Another step, then, to the return of the Cold War? Perhaps, but I will let other better placed people make that claim.
Europe, meanwhile, remains divided. Britain, France and Germany (the most powerful countries in the EU), are expected to give their full support for the deceleration of independence. Spain, Greece and Romania lead the move against giving any support. I am sure Spain must be most alarmed, given the long fight for independence by some of its provinces, most prominently the Basque region.
China must also be taking a look closely (given Tibet, Taiwan and its Muslim dominated western regions); it has already rejected Kosovo’s push for unilateral independence. I suspect India and Indonesia, struggling with their own separatist movements, must also be worried, together with numerous other states around the world. Some are talking of a so-called ‘domino affect’.
Then there is the inevitable ‘Muslim’ question. Kosovo has declared itself a ‘multiethnic’ state, and is wanting to model itself on secular and democratic lines, but I don’t think anyone can dismiss the problems it will face in terms of communal harmony. The usual suspects have expressed their ‘concerns’ over a Muslim state inside Europe and no doubt their heads may explode at the thought of the United States supporting the creation of a (nominally) Muslim nation carved out of a (nominally) Christian one. Serbs, meanwhile, will no doubt continue to portray themselves as defenders of Europe against a platform for Muslim extremism. Further (and this is to be expected in an election year in the US), concern has been expressed as to whether Kosovo’s independence is bad for Israel. Opinion in Israel, however, appears to be divided on Kosovo. Aqoul, however, have a different take on the Muslim-Kosovo connection:
[Arab satellite channels] focused quite a lot on the Kosovo-American flag pairing and US … conditional support I suppose. Interesting imagery to be dominating the screen. The US could stand for this sort of positive imagery more often. One does not often get imagery on the Sats [sic] of hidjab [sic] wearing ladies leaning out of cars waving American flags wildly.

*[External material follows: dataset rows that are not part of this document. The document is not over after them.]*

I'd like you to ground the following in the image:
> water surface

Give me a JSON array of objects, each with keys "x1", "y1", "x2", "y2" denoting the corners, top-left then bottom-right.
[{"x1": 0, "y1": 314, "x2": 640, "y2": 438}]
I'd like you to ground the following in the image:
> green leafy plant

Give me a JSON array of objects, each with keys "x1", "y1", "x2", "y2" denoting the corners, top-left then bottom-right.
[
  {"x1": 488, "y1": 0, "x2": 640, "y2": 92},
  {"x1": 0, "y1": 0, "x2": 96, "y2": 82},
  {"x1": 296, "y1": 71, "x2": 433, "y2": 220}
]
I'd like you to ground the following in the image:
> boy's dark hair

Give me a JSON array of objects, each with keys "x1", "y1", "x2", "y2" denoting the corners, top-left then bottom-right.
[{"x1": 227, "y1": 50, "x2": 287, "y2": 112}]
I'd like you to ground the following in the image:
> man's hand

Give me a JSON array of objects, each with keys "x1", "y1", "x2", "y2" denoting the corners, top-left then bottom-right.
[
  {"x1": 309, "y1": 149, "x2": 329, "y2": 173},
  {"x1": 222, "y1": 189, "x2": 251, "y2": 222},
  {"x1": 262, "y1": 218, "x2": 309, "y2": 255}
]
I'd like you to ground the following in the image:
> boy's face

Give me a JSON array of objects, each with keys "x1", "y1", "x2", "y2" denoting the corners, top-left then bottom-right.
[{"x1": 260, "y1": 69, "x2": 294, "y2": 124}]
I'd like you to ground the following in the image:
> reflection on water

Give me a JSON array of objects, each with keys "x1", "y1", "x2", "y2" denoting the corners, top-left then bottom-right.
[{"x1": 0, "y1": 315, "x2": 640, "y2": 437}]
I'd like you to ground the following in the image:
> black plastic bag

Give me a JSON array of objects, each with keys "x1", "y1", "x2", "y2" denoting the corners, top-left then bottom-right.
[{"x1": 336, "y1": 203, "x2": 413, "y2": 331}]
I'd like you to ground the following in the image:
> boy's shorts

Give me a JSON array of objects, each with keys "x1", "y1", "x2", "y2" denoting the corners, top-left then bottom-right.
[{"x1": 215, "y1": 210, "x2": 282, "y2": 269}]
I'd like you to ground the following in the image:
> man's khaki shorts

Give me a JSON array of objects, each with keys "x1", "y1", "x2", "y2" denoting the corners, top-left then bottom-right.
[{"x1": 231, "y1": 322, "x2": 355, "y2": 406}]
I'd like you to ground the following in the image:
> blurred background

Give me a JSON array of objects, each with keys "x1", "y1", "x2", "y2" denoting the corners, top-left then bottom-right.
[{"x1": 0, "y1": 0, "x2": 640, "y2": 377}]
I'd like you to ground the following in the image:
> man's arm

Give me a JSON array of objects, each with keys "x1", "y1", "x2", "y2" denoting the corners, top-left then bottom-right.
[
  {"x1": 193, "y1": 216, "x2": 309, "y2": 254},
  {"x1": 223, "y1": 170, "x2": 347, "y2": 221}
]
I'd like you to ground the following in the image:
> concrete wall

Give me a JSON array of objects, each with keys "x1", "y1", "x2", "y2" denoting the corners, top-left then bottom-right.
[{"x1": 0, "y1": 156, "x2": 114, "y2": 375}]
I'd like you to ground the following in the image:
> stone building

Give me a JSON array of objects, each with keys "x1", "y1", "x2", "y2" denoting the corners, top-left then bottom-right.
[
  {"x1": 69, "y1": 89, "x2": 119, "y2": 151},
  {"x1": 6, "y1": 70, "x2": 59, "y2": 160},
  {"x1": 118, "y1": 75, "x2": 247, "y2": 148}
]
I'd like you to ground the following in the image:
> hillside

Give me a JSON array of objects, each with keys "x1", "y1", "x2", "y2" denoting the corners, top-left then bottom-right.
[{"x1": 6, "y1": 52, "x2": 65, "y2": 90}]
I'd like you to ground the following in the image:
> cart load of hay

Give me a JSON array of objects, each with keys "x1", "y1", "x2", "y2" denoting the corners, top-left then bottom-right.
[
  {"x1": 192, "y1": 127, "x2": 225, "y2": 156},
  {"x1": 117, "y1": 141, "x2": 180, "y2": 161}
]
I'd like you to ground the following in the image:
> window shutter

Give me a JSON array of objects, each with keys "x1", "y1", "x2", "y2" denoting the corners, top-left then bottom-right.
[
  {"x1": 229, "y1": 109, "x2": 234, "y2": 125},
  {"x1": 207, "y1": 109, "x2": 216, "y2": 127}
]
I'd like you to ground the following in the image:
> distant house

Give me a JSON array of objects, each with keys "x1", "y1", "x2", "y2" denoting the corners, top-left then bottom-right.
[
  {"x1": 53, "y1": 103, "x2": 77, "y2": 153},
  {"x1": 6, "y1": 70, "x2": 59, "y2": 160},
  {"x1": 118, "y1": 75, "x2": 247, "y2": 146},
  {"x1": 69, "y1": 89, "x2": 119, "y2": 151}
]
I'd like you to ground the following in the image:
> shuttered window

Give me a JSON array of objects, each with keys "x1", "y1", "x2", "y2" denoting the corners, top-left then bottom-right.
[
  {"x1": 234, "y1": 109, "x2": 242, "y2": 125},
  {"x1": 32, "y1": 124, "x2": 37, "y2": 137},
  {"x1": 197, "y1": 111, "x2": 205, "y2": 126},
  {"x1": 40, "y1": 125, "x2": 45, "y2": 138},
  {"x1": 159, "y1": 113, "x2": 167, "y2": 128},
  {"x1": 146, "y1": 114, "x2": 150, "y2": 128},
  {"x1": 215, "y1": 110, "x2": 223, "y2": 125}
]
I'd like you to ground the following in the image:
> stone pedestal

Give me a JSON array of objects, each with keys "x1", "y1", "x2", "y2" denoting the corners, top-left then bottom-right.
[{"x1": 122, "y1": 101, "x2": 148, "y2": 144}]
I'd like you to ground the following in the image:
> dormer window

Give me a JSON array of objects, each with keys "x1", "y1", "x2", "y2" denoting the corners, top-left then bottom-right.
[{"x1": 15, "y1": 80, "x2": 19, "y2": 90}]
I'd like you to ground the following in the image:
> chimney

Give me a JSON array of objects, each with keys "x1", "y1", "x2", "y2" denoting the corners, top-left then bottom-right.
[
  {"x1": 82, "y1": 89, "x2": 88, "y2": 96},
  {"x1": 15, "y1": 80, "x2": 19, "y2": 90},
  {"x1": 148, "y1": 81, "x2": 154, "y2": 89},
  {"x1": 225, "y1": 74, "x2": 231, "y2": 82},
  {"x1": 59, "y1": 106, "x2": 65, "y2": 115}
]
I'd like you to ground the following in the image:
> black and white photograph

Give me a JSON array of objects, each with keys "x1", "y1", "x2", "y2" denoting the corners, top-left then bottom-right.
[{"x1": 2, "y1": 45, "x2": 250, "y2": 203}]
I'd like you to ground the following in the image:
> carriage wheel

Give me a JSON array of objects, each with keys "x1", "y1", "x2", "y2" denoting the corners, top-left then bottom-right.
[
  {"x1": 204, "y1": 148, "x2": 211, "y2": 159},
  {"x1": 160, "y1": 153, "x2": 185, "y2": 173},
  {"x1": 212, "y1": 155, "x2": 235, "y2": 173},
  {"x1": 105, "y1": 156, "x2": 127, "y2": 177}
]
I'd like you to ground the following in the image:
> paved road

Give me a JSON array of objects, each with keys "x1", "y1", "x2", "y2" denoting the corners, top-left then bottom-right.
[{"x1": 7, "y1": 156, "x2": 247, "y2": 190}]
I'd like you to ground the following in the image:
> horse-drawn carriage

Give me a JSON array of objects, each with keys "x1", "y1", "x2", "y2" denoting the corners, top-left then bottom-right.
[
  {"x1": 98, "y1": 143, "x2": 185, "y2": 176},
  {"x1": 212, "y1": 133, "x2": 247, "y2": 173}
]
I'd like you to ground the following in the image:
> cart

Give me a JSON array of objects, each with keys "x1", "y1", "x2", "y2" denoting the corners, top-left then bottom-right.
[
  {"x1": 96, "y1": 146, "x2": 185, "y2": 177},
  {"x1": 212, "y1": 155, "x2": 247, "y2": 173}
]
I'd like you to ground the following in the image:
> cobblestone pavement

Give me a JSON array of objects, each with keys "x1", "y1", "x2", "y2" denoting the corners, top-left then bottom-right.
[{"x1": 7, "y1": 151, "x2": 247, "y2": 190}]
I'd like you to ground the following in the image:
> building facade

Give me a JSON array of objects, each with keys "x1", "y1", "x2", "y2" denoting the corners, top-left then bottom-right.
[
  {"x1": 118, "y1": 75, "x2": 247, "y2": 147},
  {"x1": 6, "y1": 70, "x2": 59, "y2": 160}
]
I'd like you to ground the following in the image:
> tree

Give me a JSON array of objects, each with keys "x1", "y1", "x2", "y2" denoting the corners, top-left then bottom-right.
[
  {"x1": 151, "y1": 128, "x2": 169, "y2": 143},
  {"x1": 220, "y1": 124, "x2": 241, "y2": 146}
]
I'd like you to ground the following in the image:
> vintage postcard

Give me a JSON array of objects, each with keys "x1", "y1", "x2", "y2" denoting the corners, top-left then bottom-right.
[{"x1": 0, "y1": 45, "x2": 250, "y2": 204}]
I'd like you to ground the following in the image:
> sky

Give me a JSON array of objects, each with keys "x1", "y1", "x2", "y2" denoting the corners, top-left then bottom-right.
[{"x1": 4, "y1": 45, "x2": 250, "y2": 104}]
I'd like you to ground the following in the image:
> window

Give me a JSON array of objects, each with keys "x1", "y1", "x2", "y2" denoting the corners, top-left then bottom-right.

Lastly, I wonder what affect any military intervention in Kosovo (if it comes to that) will have on the major anti-war movement in the UK? The left part of the Stop The War Coalition are long term critics of Anglo-American intervention in the Balkans, in some cases going right back to the earlier Bosnia-Serb conflict. Somehow I don’t see the Muslim segment of the Coalition being so vocal in calling for a halt to military action which may, ultimately, end up supporting a Muslim people.